From my new laptop.
Hahaha. Eh I wish I could insert emoticons here. Who knows maybe in 10 years time, emoticons are included even in staid news article.
I dont think I have raved about my baby. Terrible. I should have update more about him, but maybe I should start now.
He is gonna be 6 months soon. I had already fed him solid. Eh I know lah. I saw that he is ready and I am only starting once a day baru. He hated avocado, but love the store bought rice cereal for baby. So whatever works!
Anyway. I think I had mentioned that I had someone who came in during the day to help out with the kids and the chores. She quit after 3 months. I don't think I am that hard of a person to work with, but whatever. I think she found a better paying job and I hope she can keep at it because she is kinda terrible at my work.

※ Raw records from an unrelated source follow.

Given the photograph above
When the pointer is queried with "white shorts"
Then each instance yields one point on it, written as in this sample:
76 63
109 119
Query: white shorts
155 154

I hate relying on helper or maid. It is just something that I don't like. I don't like strangers in my house. So that means my house is messy and sticky and greasy sometimes. Sigh. With 3 kids I don't know what I am doing because the second after I mopped the floor it is sticky again after the kids had their food and snacks. Sigh.
Anyway, I was planning to talk about my baby Sarip. He is not a cuddly baby. Meaning that he loves to be carried but hugged when sleeping, not so much. I miss that. Aziz when he was a baby especially loves that. I think he still loves it now because he always seems to be at someone armpit when he sleeps. Now it is brother.
Sarip also love the new buai. I was thinking that perhaps this time my baby don't need no stinking buai. But how the hell other mother manage to put down their baby to sleep without it, I don't know. My kid will quickly wakes up once we put him down or stop patting him. And once my helper decided to quit, I will waste 2 or 3 hours I can spend cleaning just trying to put him to sleep. Buai it is!
Other than that, he is the sunniest cheerful baby ever. He loves to smile. He have a hint of a dimple coming in, but not quite come through when he is smiling. In 16 years time girls would go gaga over that. LOL. ( Perasan anak akan jadi idola ramai)
It is now cuti sekolah and I had lost 3 freaking kgs, for I don't know what reason because I keep on reaching for chocolate when I am stressed out. My kids decided to help on one of my sanity chocolates and I almost lost my mind. I totally now I understand what the mother in "Batu Belah Batu Bertangkup" now feels like.
Stopping now because I have my eye on a book I wanna buy at Betterworldbook. I have no idea why I keep on buying books when I have hardly time to shampoo my hair.
Here's a picture of Sarip feeling disgusted at the idea of me shoving avocado in his mouth. Your loss Sarip! Mommy totally gonna make herself jus alpukat using your stock of avocados now!
And hello... I am typing I this from my brand new HP laptop courtesy of my husband gift to me for my 35th birthday. I am 35 right, I am in denial of my age after 33. I am so excited to own a laptop that is my own. Not a loan, and not from work. But my own whatever the hell I am gonna do/install laptop. I wish I can put up a rude wallpaper but I have kids to think about now.